President Trump talks about Hurricane Florence during a briefing in the White House’s Oval Office on Tuesday. (Photo: Susan Walsh/AP)
President Trump talks about Hurricane Florence during a briefing in the White House’s Oval Office on Tuesday. (Photo: Susan Walsh/AP)

The president was responding to a question from a reporter on how his administration would apply the lessons it had learned from Hurricane Maria. The Puerto Rican government revised the death toll from last year’s storm to 1,427, but a team of independent researchers has put the number of deaths related to Maria at 2,975. Trump, however, characterized the administration’s much-criticized relief effort as an “unsung success.”

While boasting that his administration has received “A-pluses” for its handling of hurricanes that hit Florida and Texas last year, Trump also sought to explain why Puerto Rico was different.

“Puerto Rico was actually our toughest one of all because it’s an island, you can’t truck things onto it, everything’s by boat. We moved a hospital into Puerto Rico, a tremendous military hospital, in the form of a ship — you know that. And I actually think, and the governor’s been very nice and if you ask the governor he’ll tell you what a great job. I think probably the hardest one we had by far was Puerto Rico because of the island nature,” Trump said, adding, “Puerto Rico got hit not with one hurricane but with two. And the problem with Puerto Rico is their electric grid and their electric generating plant was dead even before the storms ever hit.”

Upset by what he saw as a lackluster aid response from the Trump administration, Puerto Rico Gov. Ricardo Rosselló launched a nonpartisan 501(c)(4) organization in April to try to hold U.S. politicians accountable.

Last October, when the official death toll from Maria was only in the dozens, Trump traveled to Puerto Rico, where he said he was “proud” that Hurricane Maria was not “a real catastrophe” like Katrina, which caused 1,833 deaths when it hit New Orleans in 2005 as a Category 5 storm. President George W. Bush, making a belated visit to the scene of the disaster, praised his FEMA director, Michael D. Brown, with the soon-to-be-infamous phrase, “Brownie, you’re doing a heckuva job.”

Sen. Minority Leader Charles Schumer, D-N.Y., sensed that Trump had made a similar gaffe Tuesday.

“This is an offensive, hurtful and blatantly false comment from the president,” Schumer said in a tweet. “Nearly 3,000 of our fellow citizens died in Puerto Rico following Hurricane Maria.

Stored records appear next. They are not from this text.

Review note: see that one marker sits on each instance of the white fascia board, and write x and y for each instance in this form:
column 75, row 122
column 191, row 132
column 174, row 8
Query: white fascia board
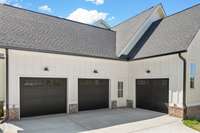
column 143, row 28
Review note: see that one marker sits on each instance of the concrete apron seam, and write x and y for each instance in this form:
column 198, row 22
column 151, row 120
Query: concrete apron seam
column 168, row 123
column 78, row 124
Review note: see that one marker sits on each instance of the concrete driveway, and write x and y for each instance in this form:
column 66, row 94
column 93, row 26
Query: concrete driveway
column 101, row 121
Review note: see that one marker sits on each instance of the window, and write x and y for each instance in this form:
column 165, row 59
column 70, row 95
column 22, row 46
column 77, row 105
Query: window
column 120, row 89
column 192, row 75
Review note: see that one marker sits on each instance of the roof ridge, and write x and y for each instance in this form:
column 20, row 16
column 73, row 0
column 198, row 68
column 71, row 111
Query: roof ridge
column 53, row 16
column 136, row 15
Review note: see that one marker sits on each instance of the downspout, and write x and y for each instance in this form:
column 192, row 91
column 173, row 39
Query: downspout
column 184, row 85
column 7, row 99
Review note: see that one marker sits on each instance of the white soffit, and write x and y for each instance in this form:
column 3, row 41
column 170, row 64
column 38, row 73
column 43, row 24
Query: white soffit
column 156, row 15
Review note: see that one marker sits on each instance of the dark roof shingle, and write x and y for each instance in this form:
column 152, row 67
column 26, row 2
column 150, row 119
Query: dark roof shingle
column 25, row 29
column 173, row 34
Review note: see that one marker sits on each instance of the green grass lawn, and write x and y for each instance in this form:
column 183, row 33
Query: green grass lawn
column 194, row 124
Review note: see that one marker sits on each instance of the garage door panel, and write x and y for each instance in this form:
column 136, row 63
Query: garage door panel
column 93, row 94
column 152, row 94
column 42, row 96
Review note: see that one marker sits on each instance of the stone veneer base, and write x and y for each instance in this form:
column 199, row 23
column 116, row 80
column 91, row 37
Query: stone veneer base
column 176, row 111
column 14, row 114
column 114, row 104
column 73, row 108
column 193, row 112
column 129, row 103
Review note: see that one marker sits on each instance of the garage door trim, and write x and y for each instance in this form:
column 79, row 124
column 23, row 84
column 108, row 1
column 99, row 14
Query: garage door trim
column 96, row 79
column 167, row 79
column 66, row 91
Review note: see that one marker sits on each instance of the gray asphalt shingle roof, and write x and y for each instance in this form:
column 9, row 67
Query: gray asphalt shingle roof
column 126, row 30
column 24, row 29
column 173, row 34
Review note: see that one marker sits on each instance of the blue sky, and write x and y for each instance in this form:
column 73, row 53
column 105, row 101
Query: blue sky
column 88, row 11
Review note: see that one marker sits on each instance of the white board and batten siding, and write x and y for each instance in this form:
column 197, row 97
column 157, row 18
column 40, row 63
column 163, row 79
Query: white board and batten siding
column 193, row 57
column 2, row 74
column 32, row 64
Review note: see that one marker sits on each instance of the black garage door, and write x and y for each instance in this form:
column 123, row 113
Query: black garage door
column 42, row 96
column 152, row 94
column 93, row 94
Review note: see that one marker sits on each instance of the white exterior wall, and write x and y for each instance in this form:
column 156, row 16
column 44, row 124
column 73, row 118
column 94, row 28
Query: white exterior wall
column 161, row 67
column 2, row 76
column 193, row 56
column 31, row 64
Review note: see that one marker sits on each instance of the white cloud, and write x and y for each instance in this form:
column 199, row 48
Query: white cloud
column 87, row 16
column 17, row 5
column 111, row 18
column 4, row 1
column 45, row 8
column 97, row 2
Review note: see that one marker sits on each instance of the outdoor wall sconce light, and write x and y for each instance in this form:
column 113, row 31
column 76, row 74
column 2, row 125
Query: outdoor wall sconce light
column 148, row 71
column 46, row 69
column 95, row 71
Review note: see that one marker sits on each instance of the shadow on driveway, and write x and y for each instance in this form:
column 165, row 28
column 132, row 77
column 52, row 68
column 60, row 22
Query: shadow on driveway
column 84, row 121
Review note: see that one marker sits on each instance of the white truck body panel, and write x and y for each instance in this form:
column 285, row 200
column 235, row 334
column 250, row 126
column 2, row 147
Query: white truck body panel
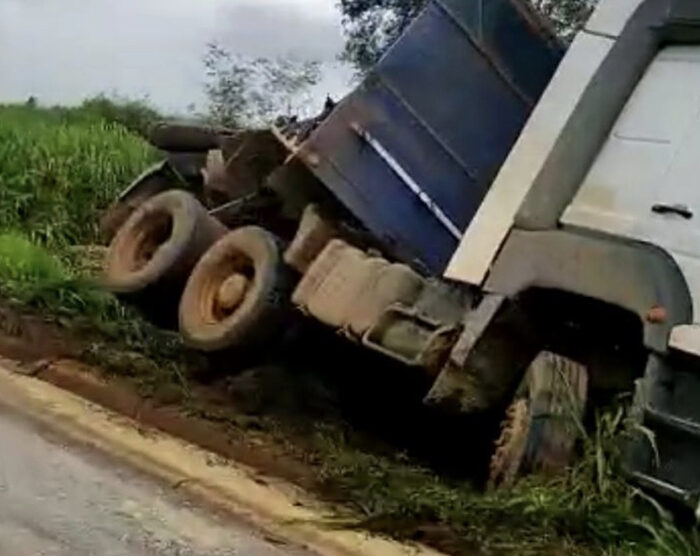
column 611, row 16
column 494, row 219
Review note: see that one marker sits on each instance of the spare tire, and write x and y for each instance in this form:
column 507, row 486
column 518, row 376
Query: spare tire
column 160, row 243
column 238, row 295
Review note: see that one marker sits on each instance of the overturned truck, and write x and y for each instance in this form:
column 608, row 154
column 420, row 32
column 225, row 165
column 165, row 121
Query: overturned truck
column 518, row 226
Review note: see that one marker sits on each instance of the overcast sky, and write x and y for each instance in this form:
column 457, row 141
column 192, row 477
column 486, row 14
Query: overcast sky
column 64, row 50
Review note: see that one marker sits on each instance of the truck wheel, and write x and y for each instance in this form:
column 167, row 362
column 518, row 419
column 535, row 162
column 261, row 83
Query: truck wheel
column 238, row 294
column 161, row 241
column 150, row 183
column 540, row 430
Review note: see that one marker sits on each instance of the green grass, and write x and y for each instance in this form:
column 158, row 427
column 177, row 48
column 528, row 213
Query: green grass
column 588, row 510
column 59, row 168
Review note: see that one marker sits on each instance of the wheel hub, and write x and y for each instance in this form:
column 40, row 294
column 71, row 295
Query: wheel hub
column 232, row 291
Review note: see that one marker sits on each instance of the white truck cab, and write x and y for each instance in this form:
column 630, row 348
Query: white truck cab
column 599, row 200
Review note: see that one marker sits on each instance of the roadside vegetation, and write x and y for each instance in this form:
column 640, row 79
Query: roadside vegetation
column 59, row 168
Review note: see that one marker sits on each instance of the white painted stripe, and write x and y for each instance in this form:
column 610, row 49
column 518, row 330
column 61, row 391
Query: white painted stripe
column 408, row 180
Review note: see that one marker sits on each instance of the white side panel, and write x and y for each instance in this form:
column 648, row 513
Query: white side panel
column 490, row 226
column 652, row 159
column 686, row 338
column 611, row 16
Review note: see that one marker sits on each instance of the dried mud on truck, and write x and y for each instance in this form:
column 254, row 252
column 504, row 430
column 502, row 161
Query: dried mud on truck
column 508, row 237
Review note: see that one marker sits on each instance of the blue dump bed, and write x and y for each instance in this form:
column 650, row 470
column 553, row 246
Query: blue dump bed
column 413, row 149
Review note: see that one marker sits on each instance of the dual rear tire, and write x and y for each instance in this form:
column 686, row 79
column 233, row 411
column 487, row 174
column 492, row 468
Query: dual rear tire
column 232, row 288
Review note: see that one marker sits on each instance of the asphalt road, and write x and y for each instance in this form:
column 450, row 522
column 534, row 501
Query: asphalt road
column 58, row 498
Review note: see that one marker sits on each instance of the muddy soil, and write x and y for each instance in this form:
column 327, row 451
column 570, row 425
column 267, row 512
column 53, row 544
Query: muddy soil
column 267, row 413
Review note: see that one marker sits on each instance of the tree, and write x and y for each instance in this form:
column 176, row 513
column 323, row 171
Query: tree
column 371, row 26
column 245, row 91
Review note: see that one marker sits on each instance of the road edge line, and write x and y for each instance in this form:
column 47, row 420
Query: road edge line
column 270, row 504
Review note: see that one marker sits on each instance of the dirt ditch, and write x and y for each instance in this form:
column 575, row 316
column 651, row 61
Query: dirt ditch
column 277, row 415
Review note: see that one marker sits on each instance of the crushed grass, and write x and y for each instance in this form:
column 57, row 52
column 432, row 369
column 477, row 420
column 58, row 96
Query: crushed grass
column 60, row 168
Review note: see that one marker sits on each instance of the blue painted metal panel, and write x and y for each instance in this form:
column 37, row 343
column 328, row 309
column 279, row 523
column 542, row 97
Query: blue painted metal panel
column 444, row 105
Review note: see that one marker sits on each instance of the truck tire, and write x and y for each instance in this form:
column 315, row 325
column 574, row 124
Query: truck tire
column 149, row 184
column 238, row 294
column 540, row 430
column 160, row 242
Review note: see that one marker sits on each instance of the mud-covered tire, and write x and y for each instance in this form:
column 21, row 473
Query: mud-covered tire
column 263, row 306
column 119, row 211
column 161, row 241
column 540, row 430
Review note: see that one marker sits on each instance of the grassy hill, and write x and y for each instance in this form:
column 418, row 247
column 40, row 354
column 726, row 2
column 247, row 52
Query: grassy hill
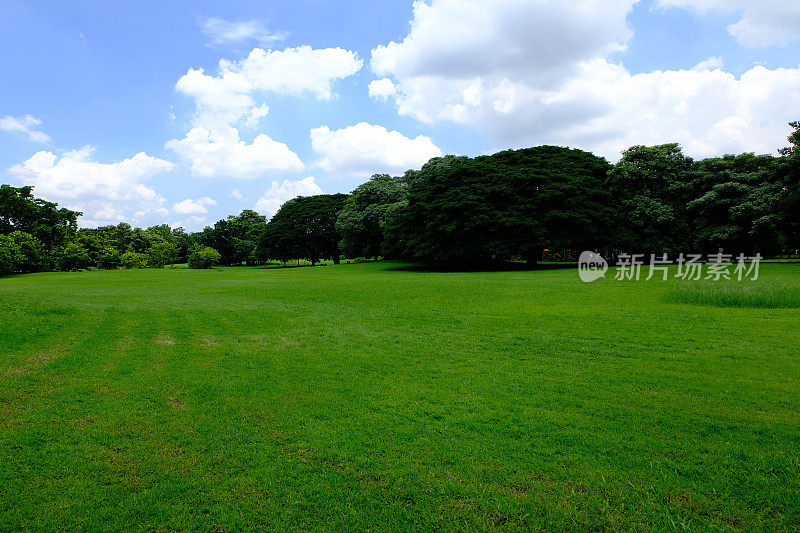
column 378, row 396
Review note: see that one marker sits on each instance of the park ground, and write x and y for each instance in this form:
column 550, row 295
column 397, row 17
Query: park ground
column 381, row 396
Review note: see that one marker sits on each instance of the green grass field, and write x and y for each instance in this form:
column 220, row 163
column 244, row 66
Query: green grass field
column 372, row 396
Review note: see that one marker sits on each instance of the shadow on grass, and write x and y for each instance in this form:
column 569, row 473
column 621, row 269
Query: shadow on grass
column 505, row 266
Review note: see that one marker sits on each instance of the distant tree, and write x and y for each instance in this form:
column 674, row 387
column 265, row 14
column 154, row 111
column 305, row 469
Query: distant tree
column 21, row 211
column 735, row 204
column 31, row 254
column 9, row 255
column 133, row 260
column 304, row 228
column 360, row 220
column 649, row 190
column 204, row 258
column 161, row 253
column 788, row 173
column 74, row 257
column 463, row 211
column 108, row 258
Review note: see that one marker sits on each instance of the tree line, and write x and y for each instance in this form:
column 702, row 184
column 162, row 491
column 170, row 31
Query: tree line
column 458, row 211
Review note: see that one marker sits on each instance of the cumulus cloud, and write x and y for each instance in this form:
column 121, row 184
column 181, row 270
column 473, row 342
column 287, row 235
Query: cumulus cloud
column 382, row 89
column 532, row 76
column 763, row 23
column 25, row 124
column 196, row 207
column 231, row 99
column 221, row 154
column 366, row 149
column 106, row 193
column 222, row 32
column 278, row 193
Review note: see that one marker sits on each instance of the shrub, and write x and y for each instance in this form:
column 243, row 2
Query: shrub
column 133, row 260
column 74, row 257
column 161, row 253
column 204, row 258
column 109, row 258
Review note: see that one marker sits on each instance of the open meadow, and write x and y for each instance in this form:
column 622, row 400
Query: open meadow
column 377, row 396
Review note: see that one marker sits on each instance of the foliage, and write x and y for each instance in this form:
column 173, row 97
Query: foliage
column 359, row 222
column 9, row 255
column 133, row 260
column 161, row 253
column 514, row 203
column 204, row 258
column 371, row 397
column 30, row 252
column 304, row 228
column 74, row 257
column 109, row 258
column 21, row 211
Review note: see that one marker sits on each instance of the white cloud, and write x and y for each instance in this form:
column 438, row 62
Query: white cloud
column 277, row 194
column 763, row 22
column 221, row 154
column 24, row 124
column 194, row 207
column 213, row 148
column 712, row 63
column 223, row 32
column 382, row 89
column 106, row 193
column 552, row 84
column 366, row 149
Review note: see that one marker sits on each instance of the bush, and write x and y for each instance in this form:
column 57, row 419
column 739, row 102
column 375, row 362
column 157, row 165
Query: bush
column 204, row 258
column 9, row 255
column 74, row 257
column 133, row 260
column 108, row 259
column 160, row 254
column 31, row 256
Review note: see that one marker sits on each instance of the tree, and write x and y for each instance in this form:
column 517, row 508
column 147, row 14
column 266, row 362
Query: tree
column 649, row 190
column 133, row 260
column 204, row 258
column 360, row 220
column 463, row 211
column 30, row 252
column 161, row 253
column 74, row 257
column 304, row 227
column 108, row 258
column 9, row 255
column 21, row 211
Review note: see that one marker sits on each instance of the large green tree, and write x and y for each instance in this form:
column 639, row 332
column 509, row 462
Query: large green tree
column 463, row 210
column 304, row 228
column 360, row 221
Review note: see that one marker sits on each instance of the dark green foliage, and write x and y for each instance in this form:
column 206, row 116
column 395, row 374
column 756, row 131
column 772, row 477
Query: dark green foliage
column 204, row 258
column 9, row 255
column 235, row 237
column 304, row 228
column 74, row 257
column 31, row 254
column 360, row 221
column 649, row 195
column 133, row 260
column 161, row 253
column 514, row 203
column 21, row 211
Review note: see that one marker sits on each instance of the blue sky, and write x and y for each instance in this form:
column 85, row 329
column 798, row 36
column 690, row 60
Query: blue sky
column 104, row 107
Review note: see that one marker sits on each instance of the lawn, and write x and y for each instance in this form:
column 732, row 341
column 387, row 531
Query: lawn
column 375, row 396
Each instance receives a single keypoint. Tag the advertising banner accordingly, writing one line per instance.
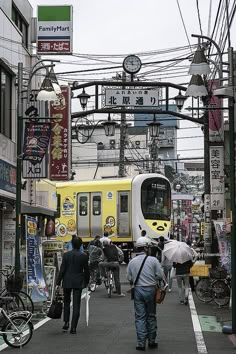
(217, 177)
(60, 142)
(224, 243)
(7, 177)
(36, 141)
(35, 279)
(54, 30)
(216, 132)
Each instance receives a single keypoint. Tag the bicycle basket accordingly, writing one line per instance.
(218, 273)
(14, 283)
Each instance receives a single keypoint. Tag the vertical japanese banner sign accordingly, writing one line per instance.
(35, 279)
(54, 30)
(217, 177)
(224, 243)
(60, 143)
(216, 129)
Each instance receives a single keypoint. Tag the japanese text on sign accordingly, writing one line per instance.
(217, 177)
(138, 98)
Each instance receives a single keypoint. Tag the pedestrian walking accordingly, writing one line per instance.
(74, 274)
(167, 266)
(111, 259)
(144, 292)
(105, 238)
(182, 277)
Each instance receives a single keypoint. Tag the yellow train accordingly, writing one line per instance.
(122, 207)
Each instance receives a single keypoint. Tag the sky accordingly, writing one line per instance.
(122, 27)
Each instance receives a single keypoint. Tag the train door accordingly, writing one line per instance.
(123, 214)
(83, 216)
(96, 214)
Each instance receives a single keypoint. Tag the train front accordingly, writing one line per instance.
(151, 205)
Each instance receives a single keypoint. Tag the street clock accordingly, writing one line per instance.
(132, 64)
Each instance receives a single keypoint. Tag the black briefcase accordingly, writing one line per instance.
(55, 310)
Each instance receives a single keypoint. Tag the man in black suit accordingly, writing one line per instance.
(74, 274)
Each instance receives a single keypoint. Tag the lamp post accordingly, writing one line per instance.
(229, 93)
(50, 96)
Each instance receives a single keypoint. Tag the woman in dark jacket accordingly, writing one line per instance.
(182, 277)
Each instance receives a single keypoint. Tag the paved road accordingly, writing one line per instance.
(111, 328)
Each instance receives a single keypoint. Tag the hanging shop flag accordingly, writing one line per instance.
(54, 30)
(60, 141)
(217, 177)
(35, 279)
(216, 129)
(36, 141)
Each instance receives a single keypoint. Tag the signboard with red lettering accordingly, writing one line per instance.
(54, 30)
(216, 129)
(60, 142)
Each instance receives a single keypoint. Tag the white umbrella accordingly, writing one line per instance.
(85, 295)
(177, 251)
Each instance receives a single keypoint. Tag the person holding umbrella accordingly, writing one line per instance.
(182, 257)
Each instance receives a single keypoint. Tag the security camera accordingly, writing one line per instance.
(224, 92)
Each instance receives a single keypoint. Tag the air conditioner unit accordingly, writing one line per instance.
(112, 144)
(100, 146)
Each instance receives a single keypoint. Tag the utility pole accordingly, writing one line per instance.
(123, 127)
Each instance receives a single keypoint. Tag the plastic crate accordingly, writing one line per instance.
(200, 270)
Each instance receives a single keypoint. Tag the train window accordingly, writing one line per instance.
(124, 204)
(155, 199)
(96, 205)
(83, 206)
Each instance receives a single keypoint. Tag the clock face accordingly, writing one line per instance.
(132, 64)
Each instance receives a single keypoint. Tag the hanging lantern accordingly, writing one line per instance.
(50, 228)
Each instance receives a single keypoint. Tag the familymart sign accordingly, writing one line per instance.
(54, 30)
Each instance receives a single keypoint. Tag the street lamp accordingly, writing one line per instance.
(83, 97)
(109, 128)
(179, 100)
(154, 128)
(49, 95)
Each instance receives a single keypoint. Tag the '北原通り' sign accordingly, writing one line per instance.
(60, 141)
(54, 30)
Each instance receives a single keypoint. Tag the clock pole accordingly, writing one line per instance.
(122, 138)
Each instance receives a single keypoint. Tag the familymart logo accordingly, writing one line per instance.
(44, 29)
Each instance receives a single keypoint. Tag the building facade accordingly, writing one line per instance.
(17, 38)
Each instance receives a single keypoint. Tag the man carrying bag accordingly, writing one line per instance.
(144, 292)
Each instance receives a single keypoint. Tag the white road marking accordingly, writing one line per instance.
(201, 346)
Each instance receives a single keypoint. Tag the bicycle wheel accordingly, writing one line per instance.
(27, 301)
(203, 290)
(220, 292)
(16, 304)
(18, 331)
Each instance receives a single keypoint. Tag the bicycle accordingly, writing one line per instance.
(221, 291)
(21, 300)
(93, 281)
(216, 287)
(17, 328)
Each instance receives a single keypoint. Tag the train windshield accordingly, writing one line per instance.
(156, 199)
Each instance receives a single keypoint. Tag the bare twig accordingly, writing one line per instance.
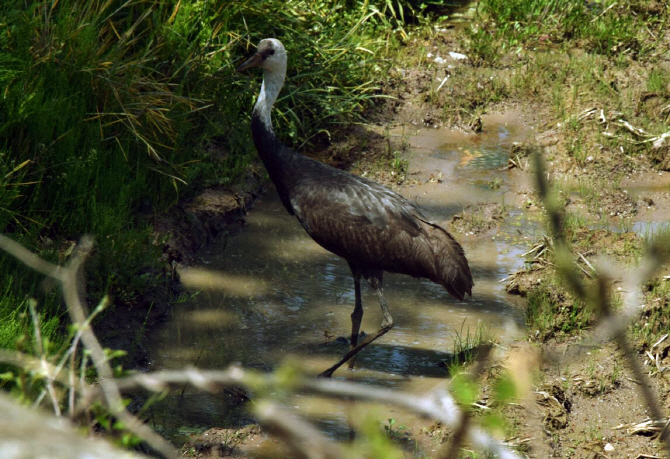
(69, 276)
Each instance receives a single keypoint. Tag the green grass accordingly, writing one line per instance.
(109, 111)
(608, 27)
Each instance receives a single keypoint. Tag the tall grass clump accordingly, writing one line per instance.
(608, 28)
(109, 110)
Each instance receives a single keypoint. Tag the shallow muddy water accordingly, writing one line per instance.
(277, 295)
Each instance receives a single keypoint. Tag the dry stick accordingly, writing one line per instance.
(49, 376)
(67, 276)
(616, 328)
(307, 441)
(620, 337)
(437, 404)
(352, 352)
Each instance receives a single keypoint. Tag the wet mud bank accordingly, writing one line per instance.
(180, 233)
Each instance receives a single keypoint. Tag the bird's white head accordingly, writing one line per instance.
(270, 56)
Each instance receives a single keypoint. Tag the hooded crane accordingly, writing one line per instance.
(373, 228)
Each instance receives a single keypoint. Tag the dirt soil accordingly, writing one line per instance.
(587, 406)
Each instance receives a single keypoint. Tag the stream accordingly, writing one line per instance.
(276, 295)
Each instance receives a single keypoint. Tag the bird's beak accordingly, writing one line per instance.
(254, 61)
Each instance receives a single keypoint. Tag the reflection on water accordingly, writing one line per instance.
(274, 294)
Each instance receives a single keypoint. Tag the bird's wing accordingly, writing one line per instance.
(353, 202)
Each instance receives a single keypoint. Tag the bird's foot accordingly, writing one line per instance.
(355, 350)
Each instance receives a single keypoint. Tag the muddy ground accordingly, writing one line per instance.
(585, 406)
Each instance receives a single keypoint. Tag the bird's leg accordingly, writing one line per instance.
(356, 315)
(375, 281)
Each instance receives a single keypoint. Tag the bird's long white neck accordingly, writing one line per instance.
(272, 84)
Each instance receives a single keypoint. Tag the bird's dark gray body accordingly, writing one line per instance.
(375, 229)
(360, 220)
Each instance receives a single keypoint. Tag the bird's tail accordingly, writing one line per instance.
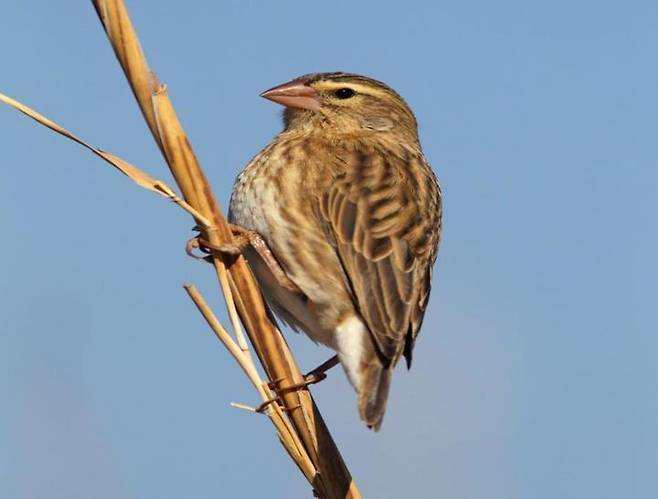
(373, 393)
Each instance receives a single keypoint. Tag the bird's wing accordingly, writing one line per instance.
(384, 213)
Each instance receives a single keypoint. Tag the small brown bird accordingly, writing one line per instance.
(351, 212)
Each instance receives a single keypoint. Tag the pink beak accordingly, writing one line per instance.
(294, 94)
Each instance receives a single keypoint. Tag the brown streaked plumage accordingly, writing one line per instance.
(352, 211)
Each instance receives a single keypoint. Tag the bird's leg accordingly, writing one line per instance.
(319, 373)
(310, 378)
(243, 239)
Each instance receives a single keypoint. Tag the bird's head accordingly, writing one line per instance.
(343, 103)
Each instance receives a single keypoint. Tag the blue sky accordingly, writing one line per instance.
(535, 373)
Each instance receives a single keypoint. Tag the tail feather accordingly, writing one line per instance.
(373, 393)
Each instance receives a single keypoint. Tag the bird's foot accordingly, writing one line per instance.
(310, 378)
(243, 238)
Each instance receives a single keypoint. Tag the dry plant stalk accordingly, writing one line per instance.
(301, 428)
(298, 423)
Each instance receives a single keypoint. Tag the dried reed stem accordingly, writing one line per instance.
(329, 475)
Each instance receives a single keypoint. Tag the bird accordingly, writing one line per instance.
(351, 212)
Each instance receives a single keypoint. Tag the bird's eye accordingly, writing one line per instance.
(344, 93)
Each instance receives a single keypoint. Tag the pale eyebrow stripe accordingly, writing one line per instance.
(357, 87)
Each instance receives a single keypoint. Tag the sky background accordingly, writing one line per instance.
(535, 374)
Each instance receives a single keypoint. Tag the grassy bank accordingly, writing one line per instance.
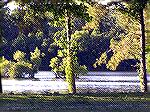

That is the complete opposite of ‘success.’”

San Juan Mayor Carmen Yulín Cruz, who clashed with Trump multiple times over his response to the hurricane, also cried foul to the president’s remarks on Tuesday.

With the federal response to national disasters presenting each presidential administration with the opportunity to rise or fall in terms of public esteem, Trump used Tuesday’s photo opportunity to show he was taking the threat from the storm seriously, more so than any president before him.

“We are sparing no expense. We are ready as anybody’s ever been. It looks to me, and it looks to all of a lot of very talented people that do this for a living, like this is going to be a storm that’s going to be a very large one — far larger than we’ve seen in perhaps decades,” Trump said. “Things can change, but we doubt they will at this stage, this pretty late stage, which we doubt they are going to be very, very far off course. The places that are in the way and in the most jeopardy would be Virginia, North Carolina, South Carolina, that area, and again, they haven’t seen anything in what’s coming at us in 25, 30 years — maybe ever. It’s tremendously big and tremendously wet and tremendous amounts of water.”

Still, the comparisons with Puerto Rico continued to rain down.

“Unlike Puerto Rico, they have very strong power companies,” Trump said of the Carolinas. “They are going to do a great job.”